Lundi 21 décembre, la police et l’armée djiboutiennes ont fait preuve d’un usage excessif et indiscriminé de la force en ayant notamment recours à des armes létales pour réprimer, à l’aube, une célébration religieuse de la communauté Issa qui se déroulait de façon pacifique à Balbala, en périphérie de Djibouti-ville. L’intervention violente des forces de l’ordre s’est soldée par la mort d’au moins 27 fidèles et plus 150 blessés présents à ce moment. Le même jour, en fin d’après-midi, les forces de police ont à nouveau usé d’une extrême violence pour mettre un terme à une réunion de 7 cadres de l’Union pour le Salut National (USN – coalition de sept partis d’opposition) qui avait lieu au domicile d’un de leurs membres à Djibouti-ville. Nos organisations condamnent ces graves crimes, qui ont fait au moins 27 morts et plus 150 blessés civils.
« En ayant recours à des armes létales pour interrompre des rassemblements pacifiques, les autorités djiboutiennes ont franchi une nouvelle étape dans l’utilisation de la violence à des fins répressives. Elles devraient immédiatement mettre un terme aux arrestations arbitraires toujours en cours, faire la lumière sur les crimes d’une extrême gravité qui ont été commis lundi 21 décembre et poursuivre en justice les présumés responsables »

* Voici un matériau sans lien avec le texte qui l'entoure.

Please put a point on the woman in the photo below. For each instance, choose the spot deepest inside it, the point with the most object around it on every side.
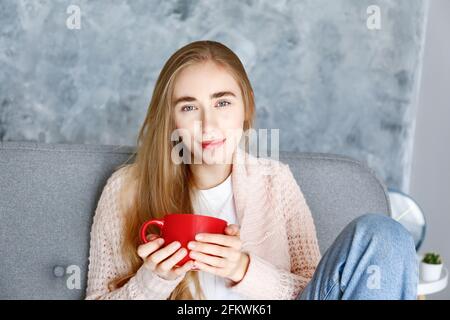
(204, 102)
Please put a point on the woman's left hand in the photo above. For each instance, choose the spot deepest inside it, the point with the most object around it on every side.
(220, 254)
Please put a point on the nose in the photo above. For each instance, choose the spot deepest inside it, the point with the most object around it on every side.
(209, 121)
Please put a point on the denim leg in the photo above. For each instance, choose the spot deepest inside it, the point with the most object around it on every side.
(374, 257)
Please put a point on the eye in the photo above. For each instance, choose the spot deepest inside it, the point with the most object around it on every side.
(225, 103)
(187, 108)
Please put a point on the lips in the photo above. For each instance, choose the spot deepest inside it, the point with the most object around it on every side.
(212, 143)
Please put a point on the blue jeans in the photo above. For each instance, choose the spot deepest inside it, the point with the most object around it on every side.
(374, 257)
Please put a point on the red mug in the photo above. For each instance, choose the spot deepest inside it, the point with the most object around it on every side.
(183, 228)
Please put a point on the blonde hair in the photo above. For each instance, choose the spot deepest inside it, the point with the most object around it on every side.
(156, 185)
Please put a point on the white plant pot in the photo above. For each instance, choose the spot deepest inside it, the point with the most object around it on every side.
(430, 272)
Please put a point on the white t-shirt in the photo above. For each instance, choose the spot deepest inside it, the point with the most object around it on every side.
(214, 287)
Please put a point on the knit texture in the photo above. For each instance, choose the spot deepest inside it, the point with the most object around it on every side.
(276, 228)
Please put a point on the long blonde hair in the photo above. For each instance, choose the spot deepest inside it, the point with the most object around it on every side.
(156, 185)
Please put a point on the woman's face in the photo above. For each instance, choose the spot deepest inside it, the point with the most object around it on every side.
(209, 111)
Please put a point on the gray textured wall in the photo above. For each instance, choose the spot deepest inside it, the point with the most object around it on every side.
(319, 74)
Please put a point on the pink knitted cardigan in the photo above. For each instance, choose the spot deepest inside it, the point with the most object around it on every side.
(277, 231)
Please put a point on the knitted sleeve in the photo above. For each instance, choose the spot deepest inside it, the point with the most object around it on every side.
(265, 281)
(105, 260)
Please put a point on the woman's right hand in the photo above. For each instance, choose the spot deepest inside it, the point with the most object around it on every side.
(162, 261)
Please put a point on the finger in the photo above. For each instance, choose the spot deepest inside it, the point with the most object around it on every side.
(232, 230)
(145, 249)
(209, 248)
(208, 259)
(163, 253)
(207, 268)
(183, 269)
(221, 239)
(169, 263)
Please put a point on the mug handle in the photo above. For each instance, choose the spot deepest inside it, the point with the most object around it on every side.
(157, 222)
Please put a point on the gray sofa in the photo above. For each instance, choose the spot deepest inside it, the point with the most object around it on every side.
(49, 192)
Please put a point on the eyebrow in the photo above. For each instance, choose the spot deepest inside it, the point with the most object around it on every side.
(213, 96)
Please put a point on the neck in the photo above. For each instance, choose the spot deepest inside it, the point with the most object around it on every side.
(209, 176)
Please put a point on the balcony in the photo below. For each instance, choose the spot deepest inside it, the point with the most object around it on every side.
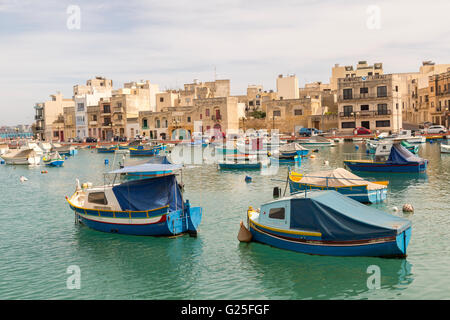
(364, 114)
(363, 96)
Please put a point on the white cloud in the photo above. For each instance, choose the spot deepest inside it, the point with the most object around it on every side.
(173, 42)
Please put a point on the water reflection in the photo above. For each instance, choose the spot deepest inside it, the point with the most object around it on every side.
(291, 275)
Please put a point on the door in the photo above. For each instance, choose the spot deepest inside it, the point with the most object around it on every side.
(365, 124)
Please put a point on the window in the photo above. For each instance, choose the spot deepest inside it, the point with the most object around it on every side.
(382, 109)
(346, 125)
(383, 123)
(348, 93)
(381, 91)
(364, 107)
(348, 110)
(98, 198)
(277, 213)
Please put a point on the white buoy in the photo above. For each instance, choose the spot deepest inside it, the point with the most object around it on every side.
(408, 208)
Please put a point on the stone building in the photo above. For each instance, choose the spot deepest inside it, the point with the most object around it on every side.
(373, 102)
(362, 69)
(49, 115)
(439, 85)
(288, 115)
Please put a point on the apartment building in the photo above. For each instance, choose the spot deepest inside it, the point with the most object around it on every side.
(287, 87)
(287, 115)
(439, 85)
(363, 69)
(48, 117)
(89, 95)
(373, 102)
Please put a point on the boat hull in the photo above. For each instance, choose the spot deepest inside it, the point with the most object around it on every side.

Lundi 21 décembre 2015 à l’aube, alors que plusieurs centaines de fidèles de la communauté Yonis Moussa du clan des Issa célébraient une cérémonie religieuse à la mémoire du Cheik Yonis Moussa à Buldugo dans le quartier de Balbala, en périphérie de Djibouti-ville, des forces de la police sont intervenues pour faire évacuer la foule et disperser la procession. Les fidèles ont alors résisté à l’intervention de la police par des jets de pierres qui a répliqué par des tirs à balles réelles. Ces premiers affrontements ont fait deux morts parmi les fidèles et plusieurs blessés du côté des policiers, notamment par armes blanches. Face à cette situation, les policiers ont demandé le renfort de la Garde présidentielle, dirigée par Mohamed Djama. Dès leur arrivée sur les lieux, les éléments de la Garde présidentielle et d’autres corps de l’armée ont ouvert le feu à balles réelles tuant au moins 25 personnes et en blessant 150 autres. Certains témoignages recueillis évoquent des fidèles tentant de fuir le massacre pris pour cibles par les militaires.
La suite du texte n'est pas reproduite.